La grande fermentation putride s’établit lorsque les chaleurs du printemps commencent à prendre une certaine force, & celle de l’été en achève la décomposition. Dans le courant de septembre, l’engrais est enlevé du réservoir, & il reste amoncelé sur ses bords jusqu’au moment où il sera transporté sur le champ. La couleur de cet engrais approche du noir bleuâtre, sa consistance ressemble à celle du fromage de Gruyère, & la bêche ou la pelle le coupe & l’enlève par tranches semblables à celles de la tourbe. La partie de l’engrais exposée au soleil, perd bientôt sa couleur foncée, & devient grisâtre. Aucun engrais n’approche en bonté de celui-ci, soit pour les champs, soit pour les oliviers. La simple eau des moulins, & qui a fermenté pendant plusieurs jours, voiturée sur les champs, de la même manière que les flamands y transportent & y répandent les eaux de fumier, assure la beauté des récoltes & la forte végétation de l’olivier ; mais leur effet est moins durable que celui de l’engrais en nature, quoiqu’on ait labouré le sol aussitôt après l’irrigation.

Ces réservoirs, ces mares sont, pendant les chaleurs, de vrais foyers de putridité, d’où s’échappe sans cesse une quantité prodigieuse d’air fixe, (voyez ce mot) & d’où il sort beaucoup d’infection.
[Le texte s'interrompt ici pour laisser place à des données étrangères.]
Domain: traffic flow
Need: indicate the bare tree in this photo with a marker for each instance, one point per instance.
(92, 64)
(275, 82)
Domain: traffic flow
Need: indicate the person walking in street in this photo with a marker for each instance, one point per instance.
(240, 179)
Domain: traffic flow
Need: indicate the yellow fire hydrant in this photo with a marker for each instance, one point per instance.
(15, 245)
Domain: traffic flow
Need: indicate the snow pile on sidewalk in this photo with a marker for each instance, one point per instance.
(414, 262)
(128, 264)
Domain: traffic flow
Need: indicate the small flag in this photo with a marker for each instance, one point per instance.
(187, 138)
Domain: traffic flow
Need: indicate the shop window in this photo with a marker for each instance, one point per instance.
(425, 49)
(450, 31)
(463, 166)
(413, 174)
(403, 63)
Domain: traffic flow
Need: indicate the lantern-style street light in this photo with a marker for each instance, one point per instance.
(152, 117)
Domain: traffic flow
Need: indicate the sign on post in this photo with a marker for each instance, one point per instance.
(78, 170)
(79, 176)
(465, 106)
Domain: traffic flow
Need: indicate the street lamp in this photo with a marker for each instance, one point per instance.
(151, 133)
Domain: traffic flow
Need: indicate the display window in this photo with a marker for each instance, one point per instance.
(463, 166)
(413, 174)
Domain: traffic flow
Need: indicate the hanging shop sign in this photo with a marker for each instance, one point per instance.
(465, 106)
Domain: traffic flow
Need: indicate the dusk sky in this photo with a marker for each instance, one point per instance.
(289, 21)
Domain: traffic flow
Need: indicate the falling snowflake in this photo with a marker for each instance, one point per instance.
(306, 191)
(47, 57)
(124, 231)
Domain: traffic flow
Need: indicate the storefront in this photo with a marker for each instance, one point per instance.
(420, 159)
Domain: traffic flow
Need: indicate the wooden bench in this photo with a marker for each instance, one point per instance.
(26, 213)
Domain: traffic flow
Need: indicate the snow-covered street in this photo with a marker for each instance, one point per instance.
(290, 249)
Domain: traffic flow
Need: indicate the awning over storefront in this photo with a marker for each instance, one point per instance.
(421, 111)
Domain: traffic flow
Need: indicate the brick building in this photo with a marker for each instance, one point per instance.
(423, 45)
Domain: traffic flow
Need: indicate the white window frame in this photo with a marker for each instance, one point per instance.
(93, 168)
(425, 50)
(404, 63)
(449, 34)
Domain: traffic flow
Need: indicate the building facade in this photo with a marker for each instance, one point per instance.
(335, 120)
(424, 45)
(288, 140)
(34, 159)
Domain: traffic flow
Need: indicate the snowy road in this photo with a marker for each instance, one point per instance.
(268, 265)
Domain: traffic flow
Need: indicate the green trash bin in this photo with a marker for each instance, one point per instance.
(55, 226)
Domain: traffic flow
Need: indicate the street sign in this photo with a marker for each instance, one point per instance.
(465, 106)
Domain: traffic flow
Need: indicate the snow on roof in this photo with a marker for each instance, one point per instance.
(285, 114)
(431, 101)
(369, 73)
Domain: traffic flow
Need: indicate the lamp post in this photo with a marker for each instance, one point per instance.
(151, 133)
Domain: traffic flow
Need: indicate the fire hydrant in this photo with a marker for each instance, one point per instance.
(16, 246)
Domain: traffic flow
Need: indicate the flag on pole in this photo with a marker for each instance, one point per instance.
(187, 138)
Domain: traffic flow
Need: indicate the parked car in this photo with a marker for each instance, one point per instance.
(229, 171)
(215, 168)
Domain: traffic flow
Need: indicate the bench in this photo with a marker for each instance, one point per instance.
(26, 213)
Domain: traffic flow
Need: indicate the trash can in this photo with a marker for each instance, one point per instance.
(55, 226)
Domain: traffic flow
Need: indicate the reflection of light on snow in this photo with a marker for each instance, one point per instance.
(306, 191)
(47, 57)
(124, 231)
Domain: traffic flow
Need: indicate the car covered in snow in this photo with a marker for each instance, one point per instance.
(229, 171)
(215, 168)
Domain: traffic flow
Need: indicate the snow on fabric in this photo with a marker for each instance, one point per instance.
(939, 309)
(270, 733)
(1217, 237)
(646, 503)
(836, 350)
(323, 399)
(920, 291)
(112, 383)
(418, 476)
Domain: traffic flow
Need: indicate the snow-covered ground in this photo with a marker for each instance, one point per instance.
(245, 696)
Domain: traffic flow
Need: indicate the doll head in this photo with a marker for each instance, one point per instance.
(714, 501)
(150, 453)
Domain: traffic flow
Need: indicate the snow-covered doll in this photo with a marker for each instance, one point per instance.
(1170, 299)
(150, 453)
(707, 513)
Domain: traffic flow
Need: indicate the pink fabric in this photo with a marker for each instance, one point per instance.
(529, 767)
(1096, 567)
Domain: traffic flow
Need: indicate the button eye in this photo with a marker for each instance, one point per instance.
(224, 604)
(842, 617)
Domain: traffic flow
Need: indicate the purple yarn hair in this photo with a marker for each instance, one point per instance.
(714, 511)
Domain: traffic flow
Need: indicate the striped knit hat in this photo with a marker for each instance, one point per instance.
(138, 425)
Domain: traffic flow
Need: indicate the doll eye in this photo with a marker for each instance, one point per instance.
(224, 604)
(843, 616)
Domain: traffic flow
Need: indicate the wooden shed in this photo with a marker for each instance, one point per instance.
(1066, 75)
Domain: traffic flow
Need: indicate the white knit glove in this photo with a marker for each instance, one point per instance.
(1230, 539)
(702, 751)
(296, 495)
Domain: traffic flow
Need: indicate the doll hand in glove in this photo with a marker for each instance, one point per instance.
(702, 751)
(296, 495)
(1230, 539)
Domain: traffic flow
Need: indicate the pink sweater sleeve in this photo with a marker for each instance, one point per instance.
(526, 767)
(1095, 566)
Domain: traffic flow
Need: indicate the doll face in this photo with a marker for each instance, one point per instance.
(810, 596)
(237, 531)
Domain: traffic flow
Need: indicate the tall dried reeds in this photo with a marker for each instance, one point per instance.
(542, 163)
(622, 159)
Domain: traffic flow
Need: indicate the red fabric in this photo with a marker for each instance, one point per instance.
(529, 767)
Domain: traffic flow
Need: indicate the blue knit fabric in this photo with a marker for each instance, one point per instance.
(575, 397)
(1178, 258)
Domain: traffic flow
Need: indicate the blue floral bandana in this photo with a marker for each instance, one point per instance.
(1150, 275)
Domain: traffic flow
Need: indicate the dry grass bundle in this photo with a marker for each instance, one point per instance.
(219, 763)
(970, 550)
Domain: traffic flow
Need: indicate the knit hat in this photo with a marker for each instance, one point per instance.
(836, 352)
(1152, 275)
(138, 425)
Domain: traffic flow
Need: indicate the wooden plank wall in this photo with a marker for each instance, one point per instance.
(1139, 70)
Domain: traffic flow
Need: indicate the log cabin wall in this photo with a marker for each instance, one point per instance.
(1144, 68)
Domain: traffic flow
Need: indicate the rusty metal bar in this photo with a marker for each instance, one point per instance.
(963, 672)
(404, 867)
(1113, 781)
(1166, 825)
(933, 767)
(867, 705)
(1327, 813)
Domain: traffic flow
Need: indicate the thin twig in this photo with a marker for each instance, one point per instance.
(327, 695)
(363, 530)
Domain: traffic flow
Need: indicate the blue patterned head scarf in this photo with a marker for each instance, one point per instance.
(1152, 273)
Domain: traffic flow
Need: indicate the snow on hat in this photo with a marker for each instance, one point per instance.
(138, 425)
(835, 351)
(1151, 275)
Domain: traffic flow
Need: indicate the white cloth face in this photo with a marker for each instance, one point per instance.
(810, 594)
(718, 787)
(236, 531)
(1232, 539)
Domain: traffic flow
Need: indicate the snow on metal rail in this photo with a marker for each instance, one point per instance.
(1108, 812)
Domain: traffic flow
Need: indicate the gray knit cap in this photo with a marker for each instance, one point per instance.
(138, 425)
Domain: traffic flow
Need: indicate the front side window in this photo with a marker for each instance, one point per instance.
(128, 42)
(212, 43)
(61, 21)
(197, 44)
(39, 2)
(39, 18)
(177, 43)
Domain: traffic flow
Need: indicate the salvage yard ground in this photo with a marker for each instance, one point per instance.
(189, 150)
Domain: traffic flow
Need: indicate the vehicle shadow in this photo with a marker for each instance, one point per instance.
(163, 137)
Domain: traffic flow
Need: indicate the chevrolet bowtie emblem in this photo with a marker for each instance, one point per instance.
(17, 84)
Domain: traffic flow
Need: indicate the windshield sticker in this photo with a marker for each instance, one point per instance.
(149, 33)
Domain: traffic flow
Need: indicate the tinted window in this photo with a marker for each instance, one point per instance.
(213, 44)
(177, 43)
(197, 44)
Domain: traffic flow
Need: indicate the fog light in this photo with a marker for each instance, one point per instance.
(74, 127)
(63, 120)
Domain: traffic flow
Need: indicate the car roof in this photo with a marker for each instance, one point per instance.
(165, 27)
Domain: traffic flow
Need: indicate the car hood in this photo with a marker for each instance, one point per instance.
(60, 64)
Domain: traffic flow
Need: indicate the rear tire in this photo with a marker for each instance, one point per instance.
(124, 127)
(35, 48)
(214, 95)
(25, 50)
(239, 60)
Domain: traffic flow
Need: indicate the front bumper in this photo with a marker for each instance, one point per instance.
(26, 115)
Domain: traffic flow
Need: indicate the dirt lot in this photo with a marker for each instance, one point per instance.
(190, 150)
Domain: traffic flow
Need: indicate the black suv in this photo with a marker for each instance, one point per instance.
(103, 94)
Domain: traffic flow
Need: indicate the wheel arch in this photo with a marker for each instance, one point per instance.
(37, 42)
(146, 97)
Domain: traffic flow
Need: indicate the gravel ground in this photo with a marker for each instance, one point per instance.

L’avantage qu’on en retire ne peut être mis en comparaison avec la santé des cultivateurs ; la prudence exige donc que ces réservoirs soient très éloignés de toute habitation, & que malgré leur distance, aucune ne soit sous le vent. On dit que l’air est mal sain dans telle ou telle métairie, dans certains villages, &c. ; que la fièvre y règne pendant tout l’été, qu’elle consume les habitans, & l’on ne fait pas attention que ces maux tiennent de petites & de semblables causes. Il me paroît que l’on peut, par voie de justice, forcer les propriétaires à détruire ces germes de corruption.